# Coding Cheat Sheet for F32?



## rockbottom8 (Jul 27, 2005)

Hello,
I am searching around here and wanted to know if anyone has a full cheat sheet for the F32?


----------



## octopump (Apr 26, 2008)

You can use the F30 cheat sheet.


----------



## rockbottom8 (Jul 27, 2005)

Thanks!


----------



## rockbottom8 (Jul 27, 2005)

Is it in the forums?

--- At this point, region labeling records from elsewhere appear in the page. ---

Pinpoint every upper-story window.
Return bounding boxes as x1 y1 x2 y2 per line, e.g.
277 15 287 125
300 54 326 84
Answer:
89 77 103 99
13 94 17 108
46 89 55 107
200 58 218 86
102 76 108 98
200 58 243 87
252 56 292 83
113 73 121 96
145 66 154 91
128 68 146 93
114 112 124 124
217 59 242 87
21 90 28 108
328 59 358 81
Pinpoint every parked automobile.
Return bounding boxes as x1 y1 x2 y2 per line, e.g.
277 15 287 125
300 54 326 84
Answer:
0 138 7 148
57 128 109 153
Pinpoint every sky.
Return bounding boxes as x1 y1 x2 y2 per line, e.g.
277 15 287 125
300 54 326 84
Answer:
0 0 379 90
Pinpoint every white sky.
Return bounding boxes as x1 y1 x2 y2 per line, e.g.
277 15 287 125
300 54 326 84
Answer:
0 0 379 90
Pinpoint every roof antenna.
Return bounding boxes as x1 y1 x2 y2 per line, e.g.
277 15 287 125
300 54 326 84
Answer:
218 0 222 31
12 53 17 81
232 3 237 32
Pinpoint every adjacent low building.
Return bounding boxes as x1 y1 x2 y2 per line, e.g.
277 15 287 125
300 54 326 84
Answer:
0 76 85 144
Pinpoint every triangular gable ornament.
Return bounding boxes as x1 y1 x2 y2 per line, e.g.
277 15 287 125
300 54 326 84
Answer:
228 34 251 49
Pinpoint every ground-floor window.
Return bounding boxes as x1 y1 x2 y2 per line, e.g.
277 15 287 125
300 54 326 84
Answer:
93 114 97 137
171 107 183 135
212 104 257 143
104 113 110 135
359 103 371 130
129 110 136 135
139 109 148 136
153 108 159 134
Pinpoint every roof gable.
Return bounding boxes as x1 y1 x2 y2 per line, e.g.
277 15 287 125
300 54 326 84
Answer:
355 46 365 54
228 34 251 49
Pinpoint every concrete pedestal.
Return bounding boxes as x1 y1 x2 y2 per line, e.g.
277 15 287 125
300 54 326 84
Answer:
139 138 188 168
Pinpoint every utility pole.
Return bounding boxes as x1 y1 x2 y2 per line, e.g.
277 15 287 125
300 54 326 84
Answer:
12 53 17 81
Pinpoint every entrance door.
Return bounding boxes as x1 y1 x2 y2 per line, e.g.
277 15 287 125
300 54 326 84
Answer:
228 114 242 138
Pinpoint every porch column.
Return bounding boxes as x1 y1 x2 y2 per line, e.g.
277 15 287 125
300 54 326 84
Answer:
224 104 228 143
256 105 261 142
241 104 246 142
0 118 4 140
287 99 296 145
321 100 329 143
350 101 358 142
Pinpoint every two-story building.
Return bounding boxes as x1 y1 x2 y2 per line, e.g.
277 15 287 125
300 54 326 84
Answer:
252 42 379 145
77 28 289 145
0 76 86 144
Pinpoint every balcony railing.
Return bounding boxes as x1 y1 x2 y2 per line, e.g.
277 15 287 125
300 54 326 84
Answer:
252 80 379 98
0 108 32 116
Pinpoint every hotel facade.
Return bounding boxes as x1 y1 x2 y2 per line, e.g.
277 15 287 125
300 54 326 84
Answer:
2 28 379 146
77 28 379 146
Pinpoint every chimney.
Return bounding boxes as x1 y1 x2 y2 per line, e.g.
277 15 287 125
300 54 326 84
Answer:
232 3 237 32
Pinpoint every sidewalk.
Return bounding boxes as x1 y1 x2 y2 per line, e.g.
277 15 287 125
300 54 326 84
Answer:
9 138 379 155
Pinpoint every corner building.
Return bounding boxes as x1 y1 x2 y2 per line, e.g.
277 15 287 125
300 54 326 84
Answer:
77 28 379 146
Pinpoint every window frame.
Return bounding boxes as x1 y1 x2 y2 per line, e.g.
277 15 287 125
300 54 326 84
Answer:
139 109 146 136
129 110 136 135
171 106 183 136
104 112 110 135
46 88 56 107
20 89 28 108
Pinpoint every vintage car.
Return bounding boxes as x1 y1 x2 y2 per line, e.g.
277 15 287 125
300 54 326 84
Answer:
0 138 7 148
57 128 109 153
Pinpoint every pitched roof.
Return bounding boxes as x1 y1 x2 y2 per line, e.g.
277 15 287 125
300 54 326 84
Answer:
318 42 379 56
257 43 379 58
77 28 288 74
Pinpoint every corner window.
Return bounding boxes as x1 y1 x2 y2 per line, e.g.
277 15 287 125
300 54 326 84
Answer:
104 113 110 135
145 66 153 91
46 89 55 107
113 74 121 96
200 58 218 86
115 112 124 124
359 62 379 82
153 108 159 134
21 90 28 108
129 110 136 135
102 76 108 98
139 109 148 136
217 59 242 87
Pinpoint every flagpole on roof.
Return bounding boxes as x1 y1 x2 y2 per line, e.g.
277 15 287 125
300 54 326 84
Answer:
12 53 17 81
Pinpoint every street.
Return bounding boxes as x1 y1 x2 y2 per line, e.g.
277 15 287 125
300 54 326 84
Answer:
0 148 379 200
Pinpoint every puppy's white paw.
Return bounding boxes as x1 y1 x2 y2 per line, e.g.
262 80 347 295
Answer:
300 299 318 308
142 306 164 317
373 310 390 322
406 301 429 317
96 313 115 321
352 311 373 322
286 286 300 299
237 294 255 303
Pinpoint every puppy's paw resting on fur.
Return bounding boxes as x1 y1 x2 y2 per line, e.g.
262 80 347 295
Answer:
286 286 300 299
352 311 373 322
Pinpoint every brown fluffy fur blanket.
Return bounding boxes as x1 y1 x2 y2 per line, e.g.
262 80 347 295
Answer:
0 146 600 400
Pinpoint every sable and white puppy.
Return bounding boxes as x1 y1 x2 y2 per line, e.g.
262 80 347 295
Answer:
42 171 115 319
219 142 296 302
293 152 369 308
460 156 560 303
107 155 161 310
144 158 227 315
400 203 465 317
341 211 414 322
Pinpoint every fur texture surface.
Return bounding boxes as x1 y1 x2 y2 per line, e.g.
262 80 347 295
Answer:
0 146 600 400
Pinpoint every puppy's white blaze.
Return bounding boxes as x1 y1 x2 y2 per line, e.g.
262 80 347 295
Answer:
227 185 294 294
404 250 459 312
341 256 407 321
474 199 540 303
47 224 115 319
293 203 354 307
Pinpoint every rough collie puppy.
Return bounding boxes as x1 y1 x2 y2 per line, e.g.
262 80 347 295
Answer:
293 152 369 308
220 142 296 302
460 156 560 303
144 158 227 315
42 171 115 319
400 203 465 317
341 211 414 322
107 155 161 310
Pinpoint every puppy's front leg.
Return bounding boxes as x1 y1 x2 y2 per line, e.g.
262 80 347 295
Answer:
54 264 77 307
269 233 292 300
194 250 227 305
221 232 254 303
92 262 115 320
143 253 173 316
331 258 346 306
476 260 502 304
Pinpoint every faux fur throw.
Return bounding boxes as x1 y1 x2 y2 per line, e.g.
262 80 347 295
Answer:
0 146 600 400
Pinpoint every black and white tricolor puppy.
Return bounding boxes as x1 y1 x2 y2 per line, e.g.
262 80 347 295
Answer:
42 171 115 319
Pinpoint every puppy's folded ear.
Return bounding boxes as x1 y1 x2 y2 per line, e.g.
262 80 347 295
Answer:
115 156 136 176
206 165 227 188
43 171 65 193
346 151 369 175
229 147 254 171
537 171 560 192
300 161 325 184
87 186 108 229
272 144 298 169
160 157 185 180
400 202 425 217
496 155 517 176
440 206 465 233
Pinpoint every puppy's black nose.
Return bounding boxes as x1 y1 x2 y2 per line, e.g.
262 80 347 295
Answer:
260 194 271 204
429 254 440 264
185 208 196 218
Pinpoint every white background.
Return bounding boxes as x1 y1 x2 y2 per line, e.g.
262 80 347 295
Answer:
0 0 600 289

Trying to find a post on it.


----------



## jmh (Dec 20, 2002)

http://www.bimmerfest.com/forums/showthread.php?t=701484 is a good start
also the doc at https://docs.google.com/spreadsheet/ccc?key=0Ahod4s9syxhNdGZyaGFWd1pnNWE0UEJNR0xIa3ZmbUE#gid=0 has good information


----------



## rockbottom8 (Jul 27, 2005)

jmh said:


> http://www.bimmerfest.com/forums/showthread.php?t=701484 is a good start
> also the doc at https://docs.google.com/spreadsheet/ccc?key=0Ahod4s9syxhNdGZyaGFWd1pnNWE0UEJNR0xIa3ZmbUE#gid=0 has good information


Thanks!


----------